Länderbehörden kontrollieren Energieausweise nicht

Thomas Francois – stock.adobe.com

Laut einer Abfrage der Deutschen Umwelthilfe (DUH) kommen die Länderbehörden ihren Überwachungspflichten bei Energieausweisen weder nach noch werden Verstöße sanktioniert.

Die Deutsche Umwelthilfe (DUH) stellt den Marktüberwachungsbehörden der Bundesländer erneut ein schlechtes Zeugnis bei der Kontrolle von Energieausweisen für Immobilien aus.
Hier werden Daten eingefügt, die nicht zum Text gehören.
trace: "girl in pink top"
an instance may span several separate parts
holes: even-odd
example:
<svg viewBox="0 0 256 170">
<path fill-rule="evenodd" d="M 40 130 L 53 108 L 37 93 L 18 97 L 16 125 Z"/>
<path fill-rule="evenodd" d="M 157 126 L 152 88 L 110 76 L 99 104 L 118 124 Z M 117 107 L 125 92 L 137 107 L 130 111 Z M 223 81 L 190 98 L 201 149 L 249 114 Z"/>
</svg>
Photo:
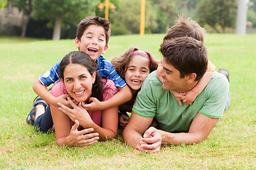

Eine erneute Abfrage der DUH zeigt: Keine einzige Länderbehörde kam im Jahr 2021 ihrer Pflicht nach, Energieausweise für Gebäude bei der Vermarktung konkret zu kontrollieren und durchzusetzen.

Hintergrund: Vermieter, Verkäufer und Makler sind über das Gebäudeenergiegesetz dazu verpflichtet, Energieausweise für Gebäude bei Verkauf oder Vermietung in der Werbung zu veröffentlichen und bei Besichtigungsterminen unaufgefordert vorzulegen. Für die Kontrolle sind die Marktüberwachungsbehörden der Länder zuständig.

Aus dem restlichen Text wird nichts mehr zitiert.